Social content does not materialise at the speed of a change request. The Oreo tweet that felt spontaneous had a war room behind it. The Royal Enfield lockdown pivot had a team that already understood their community so deeply they knew exactly what to give them when the roads closed. The brands that move fast in the moment are the ones that did the thinking long before the moment arrived.

Think of it like a marriage. Communication is the whole job. Not the brief that arrives the evening before the post needs to go live, but the ongoing, early, generous sharing of information that lets your partners, across every creative discipline, do their best work.

Last minute briefs produce last minute thinking. Last minute thinking produces content that communicates correctness rather than excitement. And content that is merely correct gets scrolled past.

That is not a creative problem. That is a planning problem. And it belongs to everyone in the room.

One last distinction worth making clearly because it gets blurred constantly and the blurring costs everyone.

Copywriting, editorial writing, and social content are not the same discipline. Copywriting serves the message. Editorial writing builds an argument for a reader who chose to spend time with it. Social content exists in the two seconds before a thumb moves. It has to earn attention it was never given, hold it without asking for patience, and leave something behind, all in a format not designed for depth. And the design, the copy, the strategy all have to speak the same language at the same speed for any of it to land.

The creative team that brings the wrong instincts to a social brief produces work that is thoughtful and unread, or accurate and ignored. The team that knows when to pivot the form, loosen the brief, and chase the feeling over the fact, is the one whose work actually travels.

That combination of skills is rare.

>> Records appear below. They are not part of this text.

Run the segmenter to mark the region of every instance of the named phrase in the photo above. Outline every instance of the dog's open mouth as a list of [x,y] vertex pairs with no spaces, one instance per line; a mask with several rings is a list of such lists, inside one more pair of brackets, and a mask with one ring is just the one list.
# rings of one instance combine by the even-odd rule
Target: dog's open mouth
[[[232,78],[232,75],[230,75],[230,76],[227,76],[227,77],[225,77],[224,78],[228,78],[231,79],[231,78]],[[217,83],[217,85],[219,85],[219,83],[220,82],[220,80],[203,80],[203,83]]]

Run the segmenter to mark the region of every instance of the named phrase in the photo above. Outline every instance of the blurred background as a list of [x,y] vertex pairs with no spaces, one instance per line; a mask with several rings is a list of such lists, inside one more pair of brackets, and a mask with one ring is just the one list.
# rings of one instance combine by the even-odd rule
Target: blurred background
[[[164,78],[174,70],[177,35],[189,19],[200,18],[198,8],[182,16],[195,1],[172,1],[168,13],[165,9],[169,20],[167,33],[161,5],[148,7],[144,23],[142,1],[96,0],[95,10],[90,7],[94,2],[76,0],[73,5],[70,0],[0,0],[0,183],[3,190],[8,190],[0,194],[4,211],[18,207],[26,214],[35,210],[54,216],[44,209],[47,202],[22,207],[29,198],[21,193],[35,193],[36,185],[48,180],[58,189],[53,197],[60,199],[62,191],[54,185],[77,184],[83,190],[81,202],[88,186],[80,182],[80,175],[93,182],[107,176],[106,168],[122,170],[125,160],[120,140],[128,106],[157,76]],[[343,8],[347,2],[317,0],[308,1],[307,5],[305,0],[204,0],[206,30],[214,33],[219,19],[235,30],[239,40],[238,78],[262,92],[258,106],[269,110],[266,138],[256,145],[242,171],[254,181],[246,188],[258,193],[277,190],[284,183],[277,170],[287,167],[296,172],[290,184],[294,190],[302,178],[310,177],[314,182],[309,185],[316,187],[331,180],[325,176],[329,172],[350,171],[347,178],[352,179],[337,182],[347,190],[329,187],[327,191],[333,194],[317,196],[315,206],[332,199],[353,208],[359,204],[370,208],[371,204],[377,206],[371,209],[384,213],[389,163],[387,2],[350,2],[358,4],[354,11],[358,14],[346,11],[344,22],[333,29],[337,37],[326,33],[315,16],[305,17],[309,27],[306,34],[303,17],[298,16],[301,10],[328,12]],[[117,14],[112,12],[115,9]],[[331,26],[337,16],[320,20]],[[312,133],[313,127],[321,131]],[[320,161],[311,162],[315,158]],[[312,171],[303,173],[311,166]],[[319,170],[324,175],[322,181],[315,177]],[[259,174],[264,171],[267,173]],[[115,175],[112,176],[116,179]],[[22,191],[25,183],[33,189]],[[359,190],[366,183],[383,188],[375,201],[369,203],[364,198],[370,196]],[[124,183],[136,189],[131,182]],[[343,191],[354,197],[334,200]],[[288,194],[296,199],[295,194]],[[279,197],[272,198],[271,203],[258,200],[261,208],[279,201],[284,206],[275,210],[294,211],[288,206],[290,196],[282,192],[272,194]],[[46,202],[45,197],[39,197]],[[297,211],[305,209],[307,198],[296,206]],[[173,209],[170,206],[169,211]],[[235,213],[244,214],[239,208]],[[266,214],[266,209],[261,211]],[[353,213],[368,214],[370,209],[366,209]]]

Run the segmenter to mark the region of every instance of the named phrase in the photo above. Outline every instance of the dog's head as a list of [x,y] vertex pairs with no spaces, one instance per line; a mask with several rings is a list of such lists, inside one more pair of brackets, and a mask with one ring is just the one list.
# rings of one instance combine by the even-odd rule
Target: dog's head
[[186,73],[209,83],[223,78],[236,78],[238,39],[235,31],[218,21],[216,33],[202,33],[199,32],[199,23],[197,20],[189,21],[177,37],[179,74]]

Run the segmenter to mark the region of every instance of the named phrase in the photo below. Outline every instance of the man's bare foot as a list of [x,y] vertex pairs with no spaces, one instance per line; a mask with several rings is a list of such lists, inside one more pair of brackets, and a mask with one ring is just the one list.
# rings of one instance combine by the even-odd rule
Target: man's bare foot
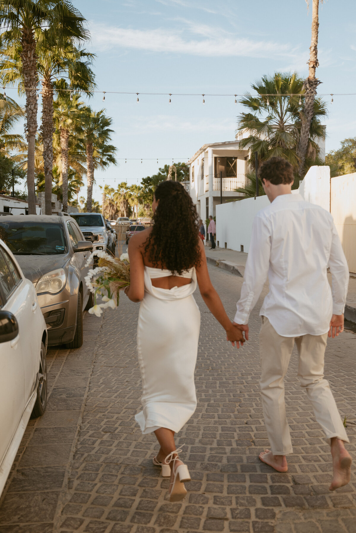
[[335,490],[350,482],[352,459],[343,441],[336,437],[331,439],[331,455],[334,476],[329,490]]
[[262,463],[272,466],[277,472],[287,472],[288,470],[285,455],[273,455],[269,450],[265,450],[264,451],[261,451],[258,458]]

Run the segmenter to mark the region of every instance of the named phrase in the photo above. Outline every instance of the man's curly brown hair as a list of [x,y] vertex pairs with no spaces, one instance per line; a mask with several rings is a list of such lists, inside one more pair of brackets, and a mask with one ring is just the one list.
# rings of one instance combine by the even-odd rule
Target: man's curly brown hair
[[264,179],[273,185],[292,183],[294,179],[293,166],[282,157],[271,157],[265,161],[258,173],[262,182]]
[[177,181],[163,181],[155,191],[158,205],[144,251],[157,268],[181,275],[200,262],[197,210],[192,199]]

It deserves its own brief, its own timeline, and enough trust to move when the moment moves.

The brands people talk about did not get there by insisting on correctness. They got there by being alive to the moment, planned enough to act fast, and humble enough to know the brief is always just the beginning.

The rest is agility. And agility, like most things worth having, has to be built before you need it.

These are the tensions I sit with every time a moment moves faster than the content plan. The teams that navigate it best treat communication like infrastructure, not afterthought.